4. So many people expected you to rip at all the righthand pointbreaks on tour and you got your best results in solid lefthand barrels. How is that?
I think it is a problem of pressure that made it hard for at these locations. I wanted to do so well that I missed the opportunity. On top of that, I did not have perfect boards in the first half of the year at Snapper Rocks, Bell’s Beach and J-Bay and I was not confident on my equipment which made it harder when going to events. The balance of equiment, mental approach and physical skills is the perfect solution to do well at an event. And the events where I felt close to this balance were taking place in lefthand barrels so that’s the reason why I did well there. Once I had the right surfboards, I could put this aside and focus on the rest. For next year I am going to work a lot more on my boards at the start of the year and be relaxed on this aspect of my preparation.

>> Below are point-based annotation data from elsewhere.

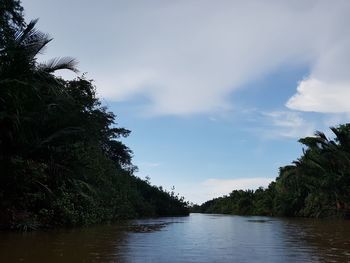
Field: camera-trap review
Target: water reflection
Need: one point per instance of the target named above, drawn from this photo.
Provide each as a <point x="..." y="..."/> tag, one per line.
<point x="197" y="238"/>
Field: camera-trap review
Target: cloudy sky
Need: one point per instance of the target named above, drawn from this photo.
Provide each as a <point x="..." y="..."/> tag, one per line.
<point x="216" y="93"/>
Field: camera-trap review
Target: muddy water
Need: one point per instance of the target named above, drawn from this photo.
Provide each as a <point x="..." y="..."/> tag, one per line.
<point x="196" y="238"/>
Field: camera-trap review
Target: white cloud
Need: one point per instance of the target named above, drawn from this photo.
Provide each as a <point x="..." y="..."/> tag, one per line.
<point x="188" y="56"/>
<point x="327" y="89"/>
<point x="287" y="124"/>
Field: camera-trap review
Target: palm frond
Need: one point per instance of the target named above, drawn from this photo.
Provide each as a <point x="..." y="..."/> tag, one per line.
<point x="59" y="64"/>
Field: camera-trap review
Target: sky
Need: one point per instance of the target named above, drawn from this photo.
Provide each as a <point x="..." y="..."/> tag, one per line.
<point x="216" y="93"/>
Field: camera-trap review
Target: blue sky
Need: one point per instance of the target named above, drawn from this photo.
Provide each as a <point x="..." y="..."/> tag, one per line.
<point x="216" y="93"/>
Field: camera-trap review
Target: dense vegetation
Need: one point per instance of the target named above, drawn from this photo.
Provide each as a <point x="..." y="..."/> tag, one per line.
<point x="61" y="158"/>
<point x="315" y="185"/>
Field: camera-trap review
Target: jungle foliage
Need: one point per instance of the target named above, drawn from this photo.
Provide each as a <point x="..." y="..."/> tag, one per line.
<point x="315" y="185"/>
<point x="62" y="161"/>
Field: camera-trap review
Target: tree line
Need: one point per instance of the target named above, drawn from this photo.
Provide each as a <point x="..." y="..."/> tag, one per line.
<point x="316" y="185"/>
<point x="62" y="161"/>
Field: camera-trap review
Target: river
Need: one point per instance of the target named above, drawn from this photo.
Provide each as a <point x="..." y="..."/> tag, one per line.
<point x="196" y="238"/>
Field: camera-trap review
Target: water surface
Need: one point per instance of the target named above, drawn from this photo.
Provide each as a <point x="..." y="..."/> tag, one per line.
<point x="196" y="238"/>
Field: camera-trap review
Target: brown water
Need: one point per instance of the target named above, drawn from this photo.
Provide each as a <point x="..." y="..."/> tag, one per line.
<point x="196" y="238"/>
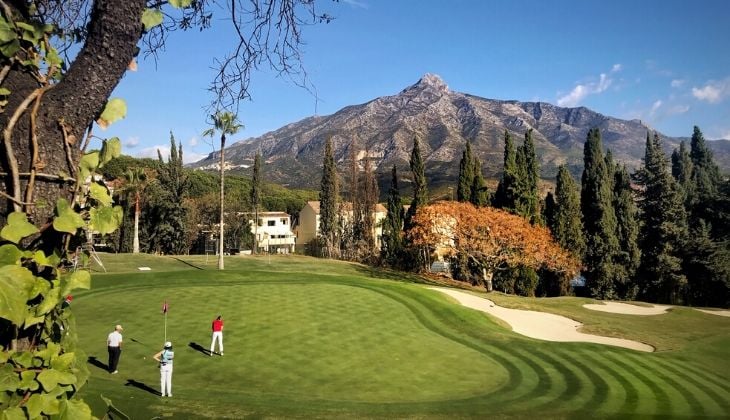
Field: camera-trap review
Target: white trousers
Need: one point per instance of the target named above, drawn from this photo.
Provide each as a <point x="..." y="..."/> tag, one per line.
<point x="166" y="379"/>
<point x="219" y="336"/>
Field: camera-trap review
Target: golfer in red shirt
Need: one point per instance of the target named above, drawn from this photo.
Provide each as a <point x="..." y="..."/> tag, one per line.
<point x="217" y="334"/>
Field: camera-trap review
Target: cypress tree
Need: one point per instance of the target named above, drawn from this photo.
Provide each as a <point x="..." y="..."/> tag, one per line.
<point x="627" y="231"/>
<point x="599" y="219"/>
<point x="466" y="175"/>
<point x="663" y="229"/>
<point x="528" y="199"/>
<point x="256" y="197"/>
<point x="479" y="195"/>
<point x="393" y="224"/>
<point x="505" y="197"/>
<point x="328" y="201"/>
<point x="420" y="189"/>
<point x="566" y="224"/>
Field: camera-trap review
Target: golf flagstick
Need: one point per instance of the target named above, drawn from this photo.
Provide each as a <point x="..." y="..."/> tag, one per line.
<point x="164" y="311"/>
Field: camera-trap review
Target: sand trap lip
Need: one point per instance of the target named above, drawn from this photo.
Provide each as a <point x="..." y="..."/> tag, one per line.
<point x="715" y="312"/>
<point x="627" y="309"/>
<point x="540" y="325"/>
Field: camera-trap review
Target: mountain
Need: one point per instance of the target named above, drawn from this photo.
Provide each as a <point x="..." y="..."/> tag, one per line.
<point x="383" y="130"/>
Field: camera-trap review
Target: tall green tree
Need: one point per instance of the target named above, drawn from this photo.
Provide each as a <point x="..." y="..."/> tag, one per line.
<point x="505" y="196"/>
<point x="663" y="229"/>
<point x="255" y="198"/>
<point x="328" y="201"/>
<point x="166" y="213"/>
<point x="627" y="232"/>
<point x="479" y="194"/>
<point x="420" y="188"/>
<point x="135" y="180"/>
<point x="566" y="225"/>
<point x="466" y="175"/>
<point x="226" y="123"/>
<point x="527" y="202"/>
<point x="393" y="224"/>
<point x="599" y="219"/>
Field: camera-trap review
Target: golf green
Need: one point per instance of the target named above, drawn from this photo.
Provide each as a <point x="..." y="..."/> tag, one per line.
<point x="313" y="338"/>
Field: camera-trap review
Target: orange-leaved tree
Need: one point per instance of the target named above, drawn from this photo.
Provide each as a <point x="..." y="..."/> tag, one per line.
<point x="491" y="239"/>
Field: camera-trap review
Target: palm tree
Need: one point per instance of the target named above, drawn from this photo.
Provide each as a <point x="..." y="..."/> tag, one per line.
<point x="226" y="123"/>
<point x="135" y="181"/>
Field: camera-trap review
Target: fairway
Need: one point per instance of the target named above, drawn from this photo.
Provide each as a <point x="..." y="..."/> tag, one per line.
<point x="313" y="338"/>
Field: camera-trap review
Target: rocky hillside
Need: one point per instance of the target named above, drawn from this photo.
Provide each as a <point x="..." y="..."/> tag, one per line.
<point x="444" y="121"/>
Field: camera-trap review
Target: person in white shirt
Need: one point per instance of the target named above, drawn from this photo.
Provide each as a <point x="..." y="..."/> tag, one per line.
<point x="114" y="346"/>
<point x="164" y="357"/>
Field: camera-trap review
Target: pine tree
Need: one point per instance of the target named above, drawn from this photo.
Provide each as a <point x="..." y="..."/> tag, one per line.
<point x="420" y="189"/>
<point x="505" y="197"/>
<point x="682" y="171"/>
<point x="393" y="224"/>
<point x="466" y="175"/>
<point x="627" y="231"/>
<point x="479" y="194"/>
<point x="663" y="229"/>
<point x="328" y="201"/>
<point x="566" y="223"/>
<point x="599" y="219"/>
<point x="256" y="198"/>
<point x="528" y="200"/>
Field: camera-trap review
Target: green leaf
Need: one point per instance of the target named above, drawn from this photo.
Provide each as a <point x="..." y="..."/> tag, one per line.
<point x="27" y="380"/>
<point x="18" y="227"/>
<point x="112" y="148"/>
<point x="66" y="220"/>
<point x="77" y="280"/>
<point x="15" y="413"/>
<point x="8" y="378"/>
<point x="34" y="405"/>
<point x="9" y="254"/>
<point x="17" y="282"/>
<point x="105" y="219"/>
<point x="151" y="18"/>
<point x="179" y="4"/>
<point x="51" y="378"/>
<point x="64" y="361"/>
<point x="101" y="194"/>
<point x="74" y="410"/>
<point x="115" y="110"/>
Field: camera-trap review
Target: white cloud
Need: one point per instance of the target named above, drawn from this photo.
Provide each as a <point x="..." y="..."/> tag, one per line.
<point x="713" y="92"/>
<point x="131" y="142"/>
<point x="580" y="91"/>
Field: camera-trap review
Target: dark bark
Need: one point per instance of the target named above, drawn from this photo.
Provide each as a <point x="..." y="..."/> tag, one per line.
<point x="75" y="102"/>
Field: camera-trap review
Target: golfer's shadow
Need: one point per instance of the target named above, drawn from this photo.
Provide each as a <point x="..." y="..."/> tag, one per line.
<point x="142" y="386"/>
<point x="94" y="361"/>
<point x="198" y="347"/>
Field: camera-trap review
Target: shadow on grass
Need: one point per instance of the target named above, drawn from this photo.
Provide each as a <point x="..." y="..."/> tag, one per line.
<point x="142" y="386"/>
<point x="198" y="347"/>
<point x="94" y="361"/>
<point x="187" y="263"/>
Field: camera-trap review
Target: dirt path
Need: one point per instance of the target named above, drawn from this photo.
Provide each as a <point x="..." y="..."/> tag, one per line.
<point x="540" y="325"/>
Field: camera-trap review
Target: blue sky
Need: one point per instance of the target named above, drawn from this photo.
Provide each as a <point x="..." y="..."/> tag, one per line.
<point x="665" y="62"/>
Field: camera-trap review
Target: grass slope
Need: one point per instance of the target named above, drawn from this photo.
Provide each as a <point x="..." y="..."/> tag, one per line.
<point x="312" y="338"/>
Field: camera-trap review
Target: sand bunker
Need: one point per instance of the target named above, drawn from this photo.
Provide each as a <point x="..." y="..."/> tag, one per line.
<point x="715" y="312"/>
<point x="540" y="325"/>
<point x="627" y="309"/>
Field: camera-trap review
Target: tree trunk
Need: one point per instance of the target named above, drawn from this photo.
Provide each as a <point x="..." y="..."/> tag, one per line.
<point x="220" y="242"/>
<point x="65" y="111"/>
<point x="135" y="240"/>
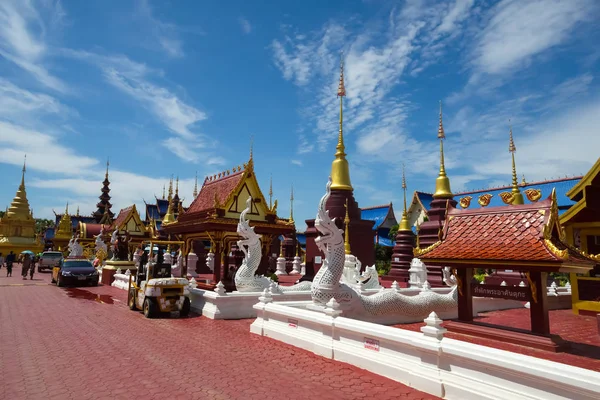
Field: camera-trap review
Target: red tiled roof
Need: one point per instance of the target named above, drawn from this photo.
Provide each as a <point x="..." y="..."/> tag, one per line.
<point x="508" y="233"/>
<point x="121" y="217"/>
<point x="221" y="187"/>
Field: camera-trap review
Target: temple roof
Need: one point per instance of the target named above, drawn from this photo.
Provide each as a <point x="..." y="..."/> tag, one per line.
<point x="380" y="215"/>
<point x="513" y="235"/>
<point x="219" y="189"/>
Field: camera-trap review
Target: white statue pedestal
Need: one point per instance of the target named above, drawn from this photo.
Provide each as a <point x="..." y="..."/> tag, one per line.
<point x="280" y="266"/>
<point x="192" y="261"/>
<point x="296" y="266"/>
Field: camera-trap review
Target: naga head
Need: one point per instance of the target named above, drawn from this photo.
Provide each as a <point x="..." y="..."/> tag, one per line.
<point x="244" y="229"/>
<point x="330" y="233"/>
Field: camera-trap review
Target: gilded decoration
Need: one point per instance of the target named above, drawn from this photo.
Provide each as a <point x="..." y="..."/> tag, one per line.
<point x="484" y="199"/>
<point x="465" y="202"/>
<point x="562" y="254"/>
<point x="533" y="195"/>
<point x="417" y="252"/>
<point x="507" y="197"/>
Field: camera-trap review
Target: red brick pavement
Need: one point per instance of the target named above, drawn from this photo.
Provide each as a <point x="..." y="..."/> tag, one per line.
<point x="58" y="343"/>
<point x="581" y="331"/>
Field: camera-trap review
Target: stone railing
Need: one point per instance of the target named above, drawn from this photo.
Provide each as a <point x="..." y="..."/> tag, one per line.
<point x="426" y="361"/>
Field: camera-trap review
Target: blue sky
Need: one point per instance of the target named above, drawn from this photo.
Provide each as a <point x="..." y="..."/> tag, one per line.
<point x="175" y="87"/>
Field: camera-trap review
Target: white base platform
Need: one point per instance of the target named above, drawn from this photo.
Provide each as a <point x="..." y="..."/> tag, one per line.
<point x="446" y="368"/>
<point x="239" y="305"/>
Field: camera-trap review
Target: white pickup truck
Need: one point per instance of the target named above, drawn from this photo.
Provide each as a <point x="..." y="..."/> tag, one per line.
<point x="49" y="260"/>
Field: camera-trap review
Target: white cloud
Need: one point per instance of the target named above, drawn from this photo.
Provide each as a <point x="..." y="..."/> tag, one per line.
<point x="518" y="31"/>
<point x="22" y="33"/>
<point x="165" y="33"/>
<point x="245" y="25"/>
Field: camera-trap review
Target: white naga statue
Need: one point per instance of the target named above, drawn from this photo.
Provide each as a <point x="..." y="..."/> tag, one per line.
<point x="326" y="284"/>
<point x="76" y="249"/>
<point x="245" y="278"/>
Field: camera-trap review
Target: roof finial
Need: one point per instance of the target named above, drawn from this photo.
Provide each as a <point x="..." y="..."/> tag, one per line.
<point x="271" y="193"/>
<point x="22" y="186"/>
<point x="517" y="195"/>
<point x="442" y="183"/>
<point x="347" y="249"/>
<point x="196" y="186"/>
<point x="340" y="171"/>
<point x="292" y="205"/>
<point x="404" y="223"/>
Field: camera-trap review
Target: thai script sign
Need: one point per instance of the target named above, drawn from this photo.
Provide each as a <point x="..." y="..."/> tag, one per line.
<point x="371" y="344"/>
<point x="502" y="292"/>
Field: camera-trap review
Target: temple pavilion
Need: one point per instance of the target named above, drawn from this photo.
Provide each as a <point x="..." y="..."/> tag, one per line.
<point x="17" y="226"/>
<point x="210" y="222"/>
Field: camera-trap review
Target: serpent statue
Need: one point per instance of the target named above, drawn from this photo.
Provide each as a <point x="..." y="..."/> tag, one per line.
<point x="326" y="284"/>
<point x="245" y="278"/>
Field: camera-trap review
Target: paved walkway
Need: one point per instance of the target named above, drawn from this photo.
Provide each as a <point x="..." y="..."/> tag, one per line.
<point x="84" y="343"/>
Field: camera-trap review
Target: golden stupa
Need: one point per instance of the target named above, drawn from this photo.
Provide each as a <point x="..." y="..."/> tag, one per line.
<point x="17" y="226"/>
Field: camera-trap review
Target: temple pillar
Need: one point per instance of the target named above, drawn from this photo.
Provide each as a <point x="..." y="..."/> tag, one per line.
<point x="402" y="255"/>
<point x="538" y="306"/>
<point x="430" y="232"/>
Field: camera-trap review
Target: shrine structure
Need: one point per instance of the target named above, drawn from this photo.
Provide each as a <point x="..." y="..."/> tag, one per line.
<point x="430" y="231"/>
<point x="582" y="226"/>
<point x="210" y="223"/>
<point x="342" y="193"/>
<point x="17" y="226"/>
<point x="525" y="237"/>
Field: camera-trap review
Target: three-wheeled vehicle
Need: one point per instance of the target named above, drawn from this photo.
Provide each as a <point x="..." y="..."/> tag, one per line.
<point x="154" y="291"/>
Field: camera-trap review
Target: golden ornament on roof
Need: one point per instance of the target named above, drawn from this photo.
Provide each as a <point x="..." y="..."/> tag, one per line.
<point x="484" y="200"/>
<point x="465" y="202"/>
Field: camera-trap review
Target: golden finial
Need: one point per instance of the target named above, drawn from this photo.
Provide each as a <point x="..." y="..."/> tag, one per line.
<point x="347" y="249"/>
<point x="442" y="183"/>
<point x="271" y="193"/>
<point x="196" y="186"/>
<point x="517" y="195"/>
<point x="292" y="205"/>
<point x="340" y="170"/>
<point x="404" y="223"/>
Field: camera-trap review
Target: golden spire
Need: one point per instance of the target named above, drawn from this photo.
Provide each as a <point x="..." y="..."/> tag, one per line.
<point x="347" y="230"/>
<point x="442" y="183"/>
<point x="517" y="195"/>
<point x="292" y="205"/>
<point x="196" y="186"/>
<point x="404" y="224"/>
<point x="271" y="193"/>
<point x="19" y="208"/>
<point x="340" y="171"/>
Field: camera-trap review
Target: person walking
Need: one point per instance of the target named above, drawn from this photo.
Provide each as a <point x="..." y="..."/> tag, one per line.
<point x="25" y="265"/>
<point x="10" y="259"/>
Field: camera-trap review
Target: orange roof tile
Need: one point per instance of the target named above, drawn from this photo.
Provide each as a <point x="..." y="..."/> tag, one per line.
<point x="222" y="188"/>
<point x="507" y="233"/>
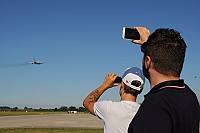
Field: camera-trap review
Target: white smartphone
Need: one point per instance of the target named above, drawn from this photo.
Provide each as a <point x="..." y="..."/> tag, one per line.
<point x="130" y="34"/>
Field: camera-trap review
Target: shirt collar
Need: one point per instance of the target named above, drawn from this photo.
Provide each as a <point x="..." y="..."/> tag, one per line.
<point x="179" y="84"/>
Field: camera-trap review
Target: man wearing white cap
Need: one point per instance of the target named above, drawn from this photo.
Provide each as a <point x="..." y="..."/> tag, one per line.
<point x="117" y="115"/>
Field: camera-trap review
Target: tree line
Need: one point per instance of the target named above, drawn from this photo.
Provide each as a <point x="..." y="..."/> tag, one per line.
<point x="62" y="109"/>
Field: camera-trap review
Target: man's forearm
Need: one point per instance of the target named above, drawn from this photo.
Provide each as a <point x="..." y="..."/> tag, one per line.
<point x="93" y="97"/>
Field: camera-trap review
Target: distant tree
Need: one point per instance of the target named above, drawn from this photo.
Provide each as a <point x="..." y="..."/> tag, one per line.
<point x="55" y="109"/>
<point x="72" y="108"/>
<point x="15" y="109"/>
<point x="82" y="109"/>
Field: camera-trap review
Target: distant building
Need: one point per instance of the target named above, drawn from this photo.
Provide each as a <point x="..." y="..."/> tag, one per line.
<point x="72" y="112"/>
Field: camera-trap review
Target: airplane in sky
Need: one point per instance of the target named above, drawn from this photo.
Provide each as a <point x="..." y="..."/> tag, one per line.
<point x="36" y="62"/>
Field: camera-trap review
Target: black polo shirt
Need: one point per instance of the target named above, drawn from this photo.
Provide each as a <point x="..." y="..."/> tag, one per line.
<point x="169" y="107"/>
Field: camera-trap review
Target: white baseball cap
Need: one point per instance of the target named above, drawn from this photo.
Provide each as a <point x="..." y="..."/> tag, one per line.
<point x="132" y="76"/>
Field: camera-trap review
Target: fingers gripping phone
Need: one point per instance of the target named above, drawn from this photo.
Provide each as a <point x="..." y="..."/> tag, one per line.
<point x="118" y="80"/>
<point x="130" y="33"/>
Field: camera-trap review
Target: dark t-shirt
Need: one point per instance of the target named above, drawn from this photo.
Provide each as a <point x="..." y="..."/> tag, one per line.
<point x="169" y="107"/>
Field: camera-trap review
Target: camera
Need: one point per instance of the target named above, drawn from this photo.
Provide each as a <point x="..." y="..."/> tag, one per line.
<point x="130" y="33"/>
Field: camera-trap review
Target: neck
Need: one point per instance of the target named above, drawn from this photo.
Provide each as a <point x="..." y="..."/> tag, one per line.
<point x="128" y="97"/>
<point x="157" y="78"/>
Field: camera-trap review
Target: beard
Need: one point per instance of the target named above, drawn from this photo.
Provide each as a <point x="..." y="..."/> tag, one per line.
<point x="145" y="71"/>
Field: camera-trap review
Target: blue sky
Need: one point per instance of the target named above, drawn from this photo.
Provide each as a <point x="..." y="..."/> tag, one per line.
<point x="80" y="41"/>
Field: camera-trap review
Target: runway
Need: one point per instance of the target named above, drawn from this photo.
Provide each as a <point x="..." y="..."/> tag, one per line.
<point x="51" y="121"/>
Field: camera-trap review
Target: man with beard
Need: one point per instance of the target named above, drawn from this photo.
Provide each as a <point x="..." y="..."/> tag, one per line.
<point x="117" y="115"/>
<point x="170" y="106"/>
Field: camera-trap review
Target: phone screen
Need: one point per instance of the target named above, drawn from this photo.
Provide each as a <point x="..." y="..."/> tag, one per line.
<point x="129" y="33"/>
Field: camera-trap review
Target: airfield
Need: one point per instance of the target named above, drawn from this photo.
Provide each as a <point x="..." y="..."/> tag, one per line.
<point x="51" y="121"/>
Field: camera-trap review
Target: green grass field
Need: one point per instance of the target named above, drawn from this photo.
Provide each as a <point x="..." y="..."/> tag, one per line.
<point x="50" y="130"/>
<point x="44" y="130"/>
<point x="13" y="113"/>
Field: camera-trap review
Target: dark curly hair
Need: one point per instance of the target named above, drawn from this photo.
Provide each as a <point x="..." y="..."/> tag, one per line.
<point x="167" y="50"/>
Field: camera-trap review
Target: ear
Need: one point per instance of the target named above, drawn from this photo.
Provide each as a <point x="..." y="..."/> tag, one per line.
<point x="147" y="62"/>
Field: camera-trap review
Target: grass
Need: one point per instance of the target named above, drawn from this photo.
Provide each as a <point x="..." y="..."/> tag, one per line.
<point x="13" y="113"/>
<point x="50" y="130"/>
<point x="44" y="130"/>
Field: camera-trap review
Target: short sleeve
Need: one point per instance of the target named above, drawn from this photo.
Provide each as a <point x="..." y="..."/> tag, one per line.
<point x="100" y="109"/>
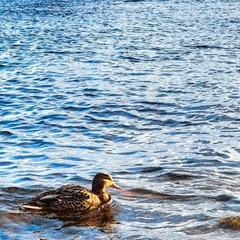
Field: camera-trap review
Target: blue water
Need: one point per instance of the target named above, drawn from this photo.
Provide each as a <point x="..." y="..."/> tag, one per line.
<point x="147" y="91"/>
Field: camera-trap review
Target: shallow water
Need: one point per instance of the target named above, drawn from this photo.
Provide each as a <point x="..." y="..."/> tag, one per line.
<point x="145" y="90"/>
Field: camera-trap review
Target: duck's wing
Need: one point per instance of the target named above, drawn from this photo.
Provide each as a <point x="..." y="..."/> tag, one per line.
<point x="67" y="198"/>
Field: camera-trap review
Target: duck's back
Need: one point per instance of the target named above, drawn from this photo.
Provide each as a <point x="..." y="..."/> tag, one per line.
<point x="70" y="197"/>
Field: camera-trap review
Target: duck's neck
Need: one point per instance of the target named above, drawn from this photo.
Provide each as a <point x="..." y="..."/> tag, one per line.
<point x="102" y="194"/>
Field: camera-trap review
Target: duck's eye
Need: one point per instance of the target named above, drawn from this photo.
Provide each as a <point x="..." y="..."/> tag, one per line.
<point x="106" y="176"/>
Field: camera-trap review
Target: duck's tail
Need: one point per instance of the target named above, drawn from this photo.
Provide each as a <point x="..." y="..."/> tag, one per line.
<point x="25" y="206"/>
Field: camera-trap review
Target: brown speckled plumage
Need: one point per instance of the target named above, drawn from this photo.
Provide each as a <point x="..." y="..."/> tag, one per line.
<point x="73" y="197"/>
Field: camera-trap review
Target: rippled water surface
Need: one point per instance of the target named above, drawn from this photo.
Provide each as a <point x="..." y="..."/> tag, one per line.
<point x="145" y="90"/>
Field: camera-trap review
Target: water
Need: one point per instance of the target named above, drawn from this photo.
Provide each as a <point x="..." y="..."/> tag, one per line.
<point x="145" y="90"/>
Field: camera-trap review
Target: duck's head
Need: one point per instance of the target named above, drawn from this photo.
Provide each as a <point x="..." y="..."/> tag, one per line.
<point x="101" y="181"/>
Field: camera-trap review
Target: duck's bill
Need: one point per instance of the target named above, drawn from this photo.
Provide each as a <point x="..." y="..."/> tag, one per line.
<point x="116" y="186"/>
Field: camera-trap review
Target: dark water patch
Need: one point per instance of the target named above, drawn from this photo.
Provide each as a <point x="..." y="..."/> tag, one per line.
<point x="6" y="133"/>
<point x="31" y="157"/>
<point x="173" y="176"/>
<point x="61" y="165"/>
<point x="35" y="143"/>
<point x="230" y="222"/>
<point x="151" y="169"/>
<point x="150" y="194"/>
<point x="223" y="198"/>
<point x="201" y="229"/>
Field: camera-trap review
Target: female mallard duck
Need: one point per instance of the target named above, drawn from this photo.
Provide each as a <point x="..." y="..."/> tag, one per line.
<point x="73" y="197"/>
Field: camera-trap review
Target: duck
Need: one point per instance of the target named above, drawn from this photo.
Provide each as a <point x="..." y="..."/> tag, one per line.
<point x="73" y="197"/>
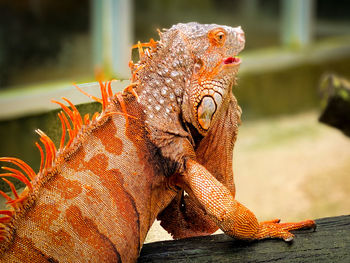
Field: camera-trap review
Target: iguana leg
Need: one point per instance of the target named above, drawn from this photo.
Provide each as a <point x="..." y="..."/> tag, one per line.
<point x="231" y="216"/>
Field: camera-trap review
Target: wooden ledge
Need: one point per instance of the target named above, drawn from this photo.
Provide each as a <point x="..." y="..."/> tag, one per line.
<point x="329" y="243"/>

5. What about that one heat at the Billabong Pro Tahiti against Joel Parkinson? You scored a perfect 10 and ended up losing?
It’s probably the one heat I keep thinking about most. It was a hard time for me and it’s one of the times in my life I was very angry and unhappy. I did not understand what was going on while in the water and I really thought there had been a big mistake when I was called with an interference which cost me the heat against Joel. I hadn’t understood what was going on because it a very tricky priority rule I did not know. So after talking with a couple of guys I got to understand better and I was given an interference because of a blocking situation I did not even know I was making. I learnt the hard way because to me, it is one the best heats I’ve surfed in my life and it is hard when you don’t make it because of a stupid mistake.
6. You pulled out of the Billabong Pipeline Masters on the day your heat was paddling out, can you tell us about it ? Are you going to recover fast?
I injured myself before my heat in the O’Neill World Cup of Surfing at Sunset during a warm up surf and I felt like I had something wrong at the back of my neck so I saw the doctors who told me not to push it too much. It's not a big problem and I don't suffer a lot so there is no reason to panic about it but it's the kind of things you don't want to play with, especially in such demanding conditions. The MRI did not reveal anything in particular but the doctors told me in the worse case scenario I could hurt my spine so I should rather relax because it can last between two and six weeks. I wanted to surf in the event because I had this one thing at the back of my head about Marlon Lipke (DEU) who finished No. 16 on the WQS and needed me to improve my World Tour rank so I could requalify directly which would have taken him in for next year. We are good friends and I wanted to help as much as I could but I couldn’t risk it too much in a wave like Pipeline. Unfortunately I finish the year with this injury but I am okay and I know I will on tour next year.
Yes for sure, it happened to me before when I finished No. 17 that one year so I know it is hard after putting so much into it and doing well on the WQS. But I still think there is a small chance he makes it in with the guys possibly retiring and the wildcards available so we’ll see. Whatever happens, it’s not a bad position to be this close because you are first in line for replacements for the following year and you can learn a lot from surfing a few Dream Tour events. Nic Muscroft (AUS) is the best example; this year, because of many injured guys on tour, he got to surf almost every event and learnt a lot from that experience before eventually making it into the Top 15 to qualify for next year’s ASP World Tour. There is definitely a positive thing in being that close and having the opportunity to surf events against the world’s best surfers.
8. Talking about your fellow European Dream Tour mates, how do you look on this amazing progression of surfers from Europe? Did you think three years ago there would be a minimum of five Europeans on tour?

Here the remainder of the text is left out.